Broad-tailed humming birds.(Selasphorous platycercus)

T
his picture was taken with my Olympus Stylus 5.0 digital camera. I stood behind my dinning room window with the shades drawn and the camera poking through a few feet from the feeder. The shades are usually open and the humming birds scatter if they can see you coming, making it difficult to get a good shot. Even changing their background by closing the shades made the birds uneasy. It took the birds a few minutes to approach the feeder and about 10 before they would land on it.

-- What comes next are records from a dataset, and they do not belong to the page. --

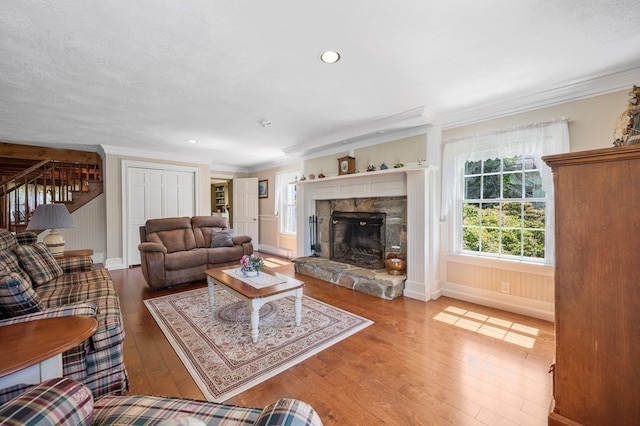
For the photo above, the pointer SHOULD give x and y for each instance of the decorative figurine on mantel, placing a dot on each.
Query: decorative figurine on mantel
(346, 165)
(627, 130)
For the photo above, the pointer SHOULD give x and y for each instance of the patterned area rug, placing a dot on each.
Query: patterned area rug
(217, 348)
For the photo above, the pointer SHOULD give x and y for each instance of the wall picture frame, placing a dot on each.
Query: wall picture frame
(346, 165)
(263, 188)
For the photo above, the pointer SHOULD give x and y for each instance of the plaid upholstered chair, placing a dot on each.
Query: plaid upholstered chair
(66, 402)
(35, 285)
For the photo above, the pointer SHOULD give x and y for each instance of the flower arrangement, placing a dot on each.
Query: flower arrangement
(251, 263)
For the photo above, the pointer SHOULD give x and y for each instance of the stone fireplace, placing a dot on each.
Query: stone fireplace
(404, 196)
(392, 211)
(357, 238)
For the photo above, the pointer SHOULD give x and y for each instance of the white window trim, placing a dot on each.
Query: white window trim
(533, 140)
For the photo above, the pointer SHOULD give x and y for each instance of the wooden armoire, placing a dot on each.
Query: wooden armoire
(597, 287)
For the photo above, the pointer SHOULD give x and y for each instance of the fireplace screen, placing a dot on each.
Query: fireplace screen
(358, 238)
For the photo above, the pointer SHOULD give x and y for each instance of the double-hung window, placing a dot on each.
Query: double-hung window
(504, 208)
(285, 202)
(498, 193)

I set my digital camera to "Macro" and turned the flash off. The shutter speed is relatively slow in this setting. It is perfect for shooting stationary objects but moving objects are a little tricky. These birds can move! The feeder traffic during the evening hours is absolute mayhem! The aerial acrobatics of the swarm whistles with intensity as the birds compete for a spot on the feeder, the smaller birds almost too blurry to see. There is dive bombing, high speed fly bys, beak poking, bumping, and my favorite blocking. This is where a couple work together, one blocks access to the feeder while the other eats. I have seen up to a three bird front. They love to visit right be for dusk. I counted about four different species feeding at the same time. So I basically had to keep shooting until I got a shot where the birds were stationary enough to keep everything in focus. I took roughly 130 shot in 30 minutes, about 5 were any good. These ladies were particularly brave and cunning, they fed often.